Competition Bureau Canada

Competition Bureau Canada

August 27, 2009 17:25 ET

Competition Bureau Approves Deal to Inject More Competition Into Southern Ontario Gas Market

OTTAWA, ONTARIO--(Marketwire - Aug. 27, 2009) - The Competition Bureau announced today that Ultramar Ltd. has been approved as the acquirer of terminal storage and distribution capacity required to be provided by Suncor Energy Inc., as part of a remedy addressing competition concerns raised by the Bureau over the merger of Suncor and Petro-Canada.

Ultramar will acquire the capacity under the terms of a consent agreement between the Competition Bureau and Suncor and Petro-Canada (http://www.competitionbureau.gc.ca/eic/site/cb-bc.nsf/eng/03103.html) signed in July 2009. The Bureau required Suncor to supply 1.1 billion litres of terminal and distribution capacity for refined petroleum products in the Greater Toronto Area for a period of 10 years. Suncor has now entered into terminalling agreements with Ultramar for all of that capacity for the full 10-year period.

"The acquisition of terminal storage and distribution capacity by Ultramar is an important milestone," said Melanie Aitken, Commissioner of Competition. "We believe that this agreement will be an effective remedy to the substantial lessening of competition that the Bureau concluded was likely in the market for wholesale gasoline in Southern Ontario and the GTA."

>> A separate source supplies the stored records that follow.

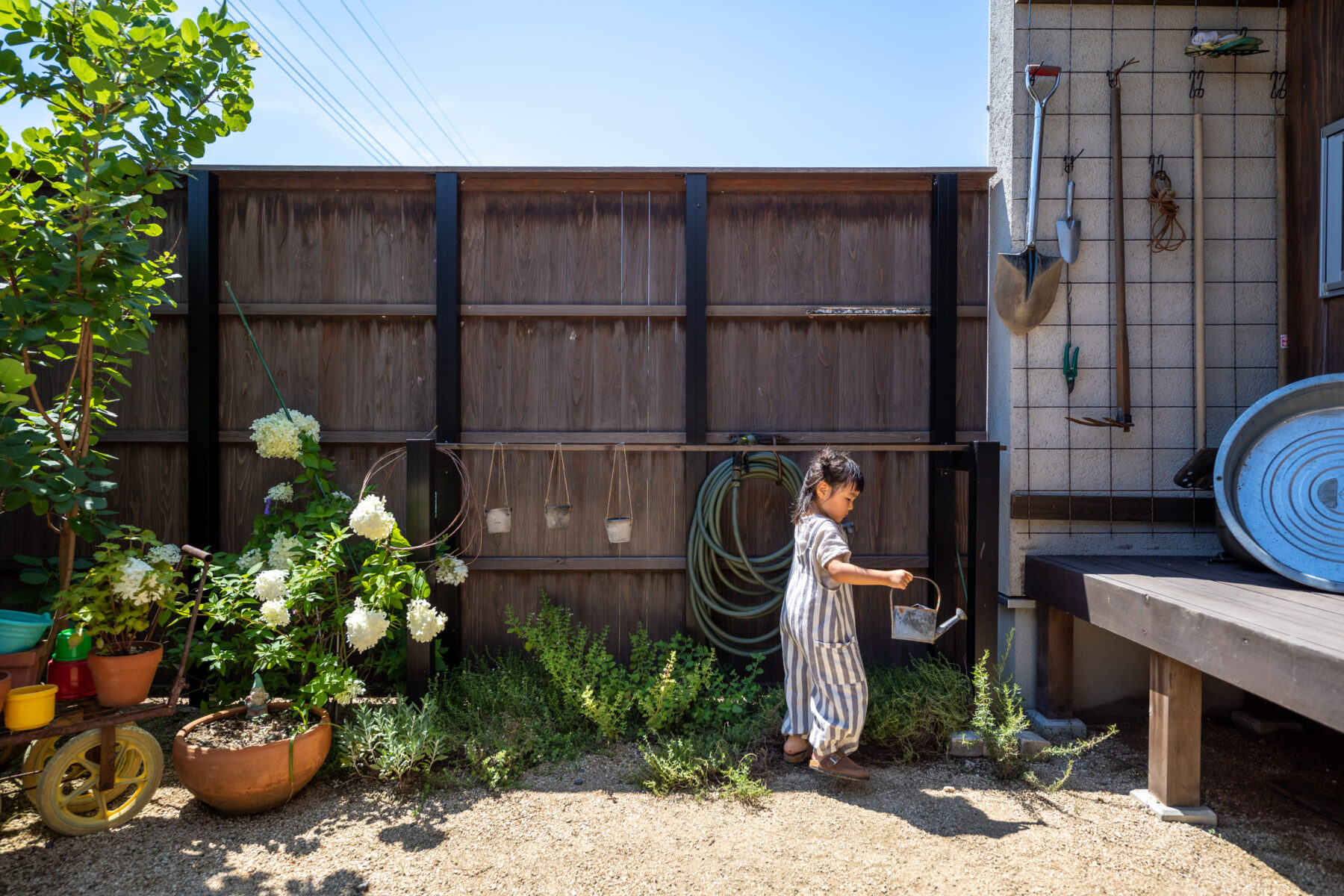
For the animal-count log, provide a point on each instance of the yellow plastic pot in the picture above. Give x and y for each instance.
(30, 707)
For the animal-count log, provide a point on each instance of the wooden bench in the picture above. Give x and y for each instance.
(1256, 630)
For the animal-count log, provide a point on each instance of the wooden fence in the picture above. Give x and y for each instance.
(665, 311)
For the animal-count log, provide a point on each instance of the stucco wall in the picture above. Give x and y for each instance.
(1027, 393)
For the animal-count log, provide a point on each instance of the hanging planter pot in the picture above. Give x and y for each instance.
(499, 519)
(557, 514)
(618, 528)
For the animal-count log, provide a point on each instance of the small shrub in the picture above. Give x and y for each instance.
(915, 709)
(394, 739)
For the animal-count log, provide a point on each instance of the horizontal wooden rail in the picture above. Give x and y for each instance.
(1105, 508)
(653, 564)
(524, 441)
(537, 309)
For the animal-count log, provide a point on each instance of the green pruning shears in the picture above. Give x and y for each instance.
(1070, 366)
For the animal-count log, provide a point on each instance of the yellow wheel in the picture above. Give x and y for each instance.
(69, 797)
(43, 750)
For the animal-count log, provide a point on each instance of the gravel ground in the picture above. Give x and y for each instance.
(584, 828)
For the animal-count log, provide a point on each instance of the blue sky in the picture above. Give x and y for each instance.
(624, 84)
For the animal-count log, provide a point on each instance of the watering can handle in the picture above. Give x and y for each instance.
(937, 593)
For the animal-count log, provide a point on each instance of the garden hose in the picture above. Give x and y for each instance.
(727, 582)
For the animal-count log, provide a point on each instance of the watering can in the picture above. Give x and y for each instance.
(918, 622)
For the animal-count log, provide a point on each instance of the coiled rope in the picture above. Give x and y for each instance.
(729, 582)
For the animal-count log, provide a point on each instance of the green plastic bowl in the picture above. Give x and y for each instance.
(65, 652)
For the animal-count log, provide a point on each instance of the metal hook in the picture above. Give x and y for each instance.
(1278, 87)
(1196, 84)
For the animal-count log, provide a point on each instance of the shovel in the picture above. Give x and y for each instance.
(1068, 228)
(1026, 282)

By acquiring long-term access to significant volumes of storage and distribution capacity in the GTA, Ultramar will have the ability to expand its presence in the wholesale market and compete to supply gasoline to independent marketers in Southern Ontario. Previous agreements between Suncor and Ultramar for terminal and distribution capacity in the GTA had expired or were about to expire, and were for less capacity than was required to be made available under the consent agreement. Ultramar, a subsidiary of Valero Energy Corporation, is a significant refiner in the province of Quebec, and a wholesale marketer of refined petroleum products.

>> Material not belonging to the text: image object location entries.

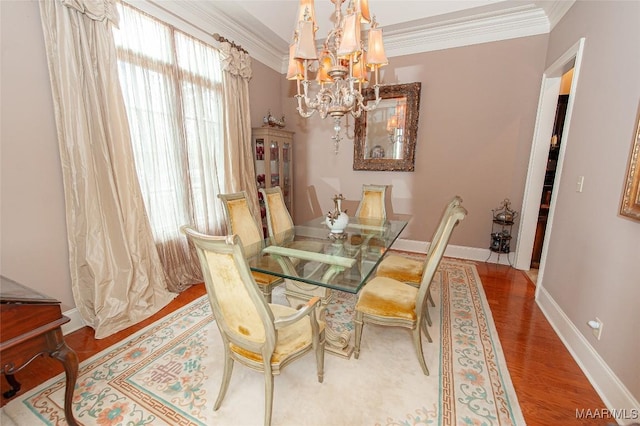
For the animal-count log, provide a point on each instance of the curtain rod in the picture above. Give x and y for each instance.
(221, 39)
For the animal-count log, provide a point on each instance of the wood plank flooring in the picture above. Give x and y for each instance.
(549, 384)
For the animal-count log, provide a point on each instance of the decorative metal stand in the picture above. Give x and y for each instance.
(503, 219)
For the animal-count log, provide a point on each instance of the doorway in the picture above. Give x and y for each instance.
(543, 132)
(550, 172)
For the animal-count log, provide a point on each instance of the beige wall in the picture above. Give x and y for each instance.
(265, 93)
(477, 113)
(592, 264)
(33, 239)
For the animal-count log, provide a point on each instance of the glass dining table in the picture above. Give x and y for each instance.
(313, 262)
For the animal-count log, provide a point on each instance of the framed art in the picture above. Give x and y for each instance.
(385, 137)
(631, 197)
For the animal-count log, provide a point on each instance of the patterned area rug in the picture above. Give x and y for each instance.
(169, 374)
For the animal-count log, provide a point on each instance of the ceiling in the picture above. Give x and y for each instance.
(264, 27)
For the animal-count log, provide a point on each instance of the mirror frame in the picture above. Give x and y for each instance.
(631, 196)
(412, 92)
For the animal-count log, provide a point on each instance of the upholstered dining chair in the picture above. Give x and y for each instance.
(389, 302)
(372, 203)
(410, 270)
(259, 335)
(279, 222)
(240, 221)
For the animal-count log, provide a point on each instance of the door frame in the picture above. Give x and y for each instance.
(549, 93)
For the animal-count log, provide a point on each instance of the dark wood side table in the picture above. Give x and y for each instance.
(30, 326)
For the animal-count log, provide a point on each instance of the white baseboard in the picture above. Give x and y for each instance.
(76, 322)
(613, 392)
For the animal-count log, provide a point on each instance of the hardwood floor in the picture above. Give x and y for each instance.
(549, 384)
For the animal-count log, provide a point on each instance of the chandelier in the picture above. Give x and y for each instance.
(341, 66)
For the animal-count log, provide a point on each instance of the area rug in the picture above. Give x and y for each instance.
(169, 374)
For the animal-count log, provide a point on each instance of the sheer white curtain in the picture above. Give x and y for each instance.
(190, 132)
(117, 280)
(239, 165)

In addition to the obligations concerning terminal storage and distribution capacity, the Consent Agreement requires Suncor to divest 104 retail gas stations in markets in southern Ontario in which the Bureau concluded that the merger would have potentially lessened competition substantially. The sale process for these retail gas stations is ongoing.

The Competition Bureau is an independent law enforcement agency that contributes to the prosperity of Canadians by protecting and promoting competitive markets and enabling informed consumer choice.